Sunday, January 31, 2010

Number 676

Hangman hung up

"Gallows Ghoul," expertly illustrated by Bob ("Fuje") Fujitani for the Fall 1943 issue of Hangman Comics #8, is a morbid murder tale partially rewritten, probably because it was too morbid. The clumsy re-lettering in certain captions and speech balloons looks like a last minute attempt to mitigate the horrors of a man killing his wife and then throwing his young son out the window of a tall building. I'm reading between the lines, but changing the murdered woman to a "half-sister" of killer Ed Jennings, and the boy into the half-sister's son doesn't make sense. Just do what I did and substitute the word "wife" for "half-sister." I don't think killing one's half-sister is any more acceptable than one's wife, but it appears that somebody had second thoughts about this story and made the changes before this issue went to press.

The stereotype of mental illness is pretty sickening, also, but it isn't untypical of the era in which it was published.

Hard to believe that MLJ Comics, which published some of the more lurid and sensational comic books of its era, did an about-face and went with the much less objectionable Archie characters. I'm sure a character like Hangman, and stories like "Gallows Ghoul," put the company under scrutiny by censorious types. MLJ made the right choice, since Archie has sustained them to this day.


Lysdexicuss said...

Frank Miller Daredevil work bears a strong resemblance to Fuje's Hangman; whether he was influenced or not.
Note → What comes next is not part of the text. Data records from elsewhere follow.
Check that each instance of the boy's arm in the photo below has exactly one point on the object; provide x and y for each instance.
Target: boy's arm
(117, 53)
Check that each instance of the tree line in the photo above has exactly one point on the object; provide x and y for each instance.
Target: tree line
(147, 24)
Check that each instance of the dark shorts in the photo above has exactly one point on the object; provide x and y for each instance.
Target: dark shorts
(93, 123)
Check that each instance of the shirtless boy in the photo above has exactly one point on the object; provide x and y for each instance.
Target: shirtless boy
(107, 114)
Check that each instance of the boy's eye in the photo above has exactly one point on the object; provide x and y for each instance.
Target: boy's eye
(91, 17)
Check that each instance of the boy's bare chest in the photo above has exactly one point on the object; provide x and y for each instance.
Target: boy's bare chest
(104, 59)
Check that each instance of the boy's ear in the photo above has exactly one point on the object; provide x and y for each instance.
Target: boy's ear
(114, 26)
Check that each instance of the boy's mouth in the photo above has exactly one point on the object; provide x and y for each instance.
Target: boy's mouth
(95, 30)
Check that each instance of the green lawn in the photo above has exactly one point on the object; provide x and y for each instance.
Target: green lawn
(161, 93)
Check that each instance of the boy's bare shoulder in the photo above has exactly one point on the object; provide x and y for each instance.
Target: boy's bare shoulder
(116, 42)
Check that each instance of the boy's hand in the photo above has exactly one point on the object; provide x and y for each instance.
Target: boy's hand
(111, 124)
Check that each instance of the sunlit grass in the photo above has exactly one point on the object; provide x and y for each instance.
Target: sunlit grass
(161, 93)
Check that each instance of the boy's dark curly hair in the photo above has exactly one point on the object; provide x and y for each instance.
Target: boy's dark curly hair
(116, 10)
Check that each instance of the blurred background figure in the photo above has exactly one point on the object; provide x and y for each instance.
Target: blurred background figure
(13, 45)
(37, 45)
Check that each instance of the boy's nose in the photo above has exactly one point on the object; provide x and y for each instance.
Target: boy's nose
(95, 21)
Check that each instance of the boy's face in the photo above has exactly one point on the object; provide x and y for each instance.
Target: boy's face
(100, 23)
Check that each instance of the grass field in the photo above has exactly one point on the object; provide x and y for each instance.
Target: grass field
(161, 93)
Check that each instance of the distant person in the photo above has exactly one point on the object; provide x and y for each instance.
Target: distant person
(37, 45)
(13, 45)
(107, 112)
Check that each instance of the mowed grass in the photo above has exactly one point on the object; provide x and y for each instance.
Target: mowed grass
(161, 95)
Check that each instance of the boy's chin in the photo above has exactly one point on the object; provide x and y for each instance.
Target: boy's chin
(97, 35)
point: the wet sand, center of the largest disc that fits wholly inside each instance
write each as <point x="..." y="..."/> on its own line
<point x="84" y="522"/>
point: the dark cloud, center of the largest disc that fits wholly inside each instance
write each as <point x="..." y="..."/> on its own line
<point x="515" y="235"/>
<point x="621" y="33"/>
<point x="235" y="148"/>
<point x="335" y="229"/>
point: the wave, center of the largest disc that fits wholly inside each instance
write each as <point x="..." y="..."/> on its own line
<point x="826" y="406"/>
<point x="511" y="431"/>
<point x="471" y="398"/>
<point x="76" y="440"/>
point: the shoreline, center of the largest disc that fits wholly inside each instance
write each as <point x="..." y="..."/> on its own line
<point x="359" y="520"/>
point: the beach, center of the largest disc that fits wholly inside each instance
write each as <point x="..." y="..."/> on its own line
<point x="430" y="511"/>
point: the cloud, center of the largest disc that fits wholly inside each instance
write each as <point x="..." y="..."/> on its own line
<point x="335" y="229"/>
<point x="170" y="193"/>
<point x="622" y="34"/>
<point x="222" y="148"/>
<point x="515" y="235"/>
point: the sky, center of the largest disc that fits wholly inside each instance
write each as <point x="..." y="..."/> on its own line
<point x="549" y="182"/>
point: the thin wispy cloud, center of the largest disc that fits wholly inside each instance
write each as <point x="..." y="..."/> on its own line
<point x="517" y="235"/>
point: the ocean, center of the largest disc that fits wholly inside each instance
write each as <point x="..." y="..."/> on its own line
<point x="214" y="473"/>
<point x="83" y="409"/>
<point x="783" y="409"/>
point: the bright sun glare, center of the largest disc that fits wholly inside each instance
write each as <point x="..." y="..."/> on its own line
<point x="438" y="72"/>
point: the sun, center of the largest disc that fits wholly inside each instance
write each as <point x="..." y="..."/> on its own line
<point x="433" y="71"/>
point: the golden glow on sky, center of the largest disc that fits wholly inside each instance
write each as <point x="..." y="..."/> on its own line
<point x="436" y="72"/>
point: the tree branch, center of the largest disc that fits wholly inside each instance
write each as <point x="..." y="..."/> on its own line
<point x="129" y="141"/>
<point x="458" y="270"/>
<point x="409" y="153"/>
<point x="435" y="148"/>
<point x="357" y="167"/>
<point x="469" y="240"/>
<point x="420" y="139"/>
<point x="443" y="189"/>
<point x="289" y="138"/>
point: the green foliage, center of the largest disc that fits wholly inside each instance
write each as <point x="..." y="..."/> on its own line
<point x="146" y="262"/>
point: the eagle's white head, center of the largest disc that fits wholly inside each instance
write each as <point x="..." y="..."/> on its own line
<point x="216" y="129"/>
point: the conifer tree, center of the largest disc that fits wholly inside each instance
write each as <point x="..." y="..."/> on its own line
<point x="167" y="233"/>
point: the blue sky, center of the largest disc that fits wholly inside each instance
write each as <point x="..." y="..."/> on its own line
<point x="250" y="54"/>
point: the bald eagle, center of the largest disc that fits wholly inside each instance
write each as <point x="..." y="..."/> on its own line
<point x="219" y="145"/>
It is also more advanced in many ways than Will Eisner's stuff from this same period.

Pappy said...

Fujitani's artwork of this era looks influenced by Lou Fine and Eisner.

He made some style changes over a couple of decades. This Hangman story doesn't look anything like his 1962 work on Doctor Solar for Gold Key.

Nicholas Burns said...

I believe Fujitani was working in Eisner's shop, along with Lou Fine, at the time this story was drawn. Fujitani was a huge admirer of Lou Fine's work.
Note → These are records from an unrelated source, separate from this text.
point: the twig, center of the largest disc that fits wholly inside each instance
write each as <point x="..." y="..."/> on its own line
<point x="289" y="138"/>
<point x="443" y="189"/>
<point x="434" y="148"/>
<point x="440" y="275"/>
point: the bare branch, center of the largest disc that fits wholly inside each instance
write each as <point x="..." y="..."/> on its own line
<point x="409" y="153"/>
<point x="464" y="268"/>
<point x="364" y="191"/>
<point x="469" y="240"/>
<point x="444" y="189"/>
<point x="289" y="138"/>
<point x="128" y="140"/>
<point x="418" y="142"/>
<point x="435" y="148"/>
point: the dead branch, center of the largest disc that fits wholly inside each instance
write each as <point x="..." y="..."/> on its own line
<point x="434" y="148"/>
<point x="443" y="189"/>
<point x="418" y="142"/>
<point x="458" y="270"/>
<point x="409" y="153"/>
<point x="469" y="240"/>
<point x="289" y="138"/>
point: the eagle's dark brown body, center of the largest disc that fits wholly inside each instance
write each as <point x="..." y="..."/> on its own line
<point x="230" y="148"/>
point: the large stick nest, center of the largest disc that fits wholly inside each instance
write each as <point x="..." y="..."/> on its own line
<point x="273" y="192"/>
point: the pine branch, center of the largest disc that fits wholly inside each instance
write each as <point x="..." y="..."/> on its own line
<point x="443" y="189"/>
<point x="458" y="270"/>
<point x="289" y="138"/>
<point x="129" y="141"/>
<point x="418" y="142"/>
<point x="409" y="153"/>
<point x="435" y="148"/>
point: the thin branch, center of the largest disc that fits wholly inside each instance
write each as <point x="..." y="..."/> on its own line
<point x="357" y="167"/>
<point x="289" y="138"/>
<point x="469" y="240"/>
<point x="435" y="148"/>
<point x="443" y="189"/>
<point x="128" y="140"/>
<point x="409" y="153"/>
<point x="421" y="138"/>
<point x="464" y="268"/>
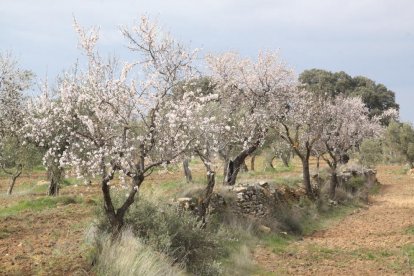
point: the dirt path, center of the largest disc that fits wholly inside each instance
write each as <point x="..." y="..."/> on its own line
<point x="373" y="241"/>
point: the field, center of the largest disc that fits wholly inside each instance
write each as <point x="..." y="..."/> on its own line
<point x="48" y="236"/>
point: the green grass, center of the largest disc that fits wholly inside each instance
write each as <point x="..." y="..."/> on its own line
<point x="280" y="168"/>
<point x="291" y="181"/>
<point x="409" y="253"/>
<point x="37" y="205"/>
<point x="277" y="243"/>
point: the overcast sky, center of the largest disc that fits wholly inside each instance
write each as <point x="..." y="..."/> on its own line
<point x="373" y="38"/>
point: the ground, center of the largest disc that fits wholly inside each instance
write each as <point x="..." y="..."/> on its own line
<point x="375" y="240"/>
<point x="42" y="236"/>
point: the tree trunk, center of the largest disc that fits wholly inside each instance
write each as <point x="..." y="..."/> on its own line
<point x="306" y="177"/>
<point x="187" y="171"/>
<point x="13" y="178"/>
<point x="333" y="185"/>
<point x="55" y="176"/>
<point x="237" y="163"/>
<point x="269" y="162"/>
<point x="317" y="164"/>
<point x="205" y="202"/>
<point x="252" y="160"/>
<point x="285" y="159"/>
<point x="116" y="217"/>
<point x="225" y="168"/>
<point x="244" y="167"/>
I've never seen his work in the
60's, but everything I've ever seen by him from the golden age is darn good! I loved the art on this one!

prof. grewbeard said...

that splash page is horrifying! how did they get away with that?!? love the art, though.

Mark said...

I would guess that the editor who had the villain changed thought that a kid reading the story (or a parent looking at junior's comic books) would be more disturbed by the thought of daddy murdering the family than having the family murdered by a creepy uncle.

Jeff Overturf said...

The linework in this is incredibly beautiful.

Thanks as always for spotlighting some gorgeous stuff that's much overlooked!

Kirk Jusko said...

Forget wife, why a half-sister and not a full-sister? That's another morally acceptable death?

Rhetorical question, unless you actually know the answer.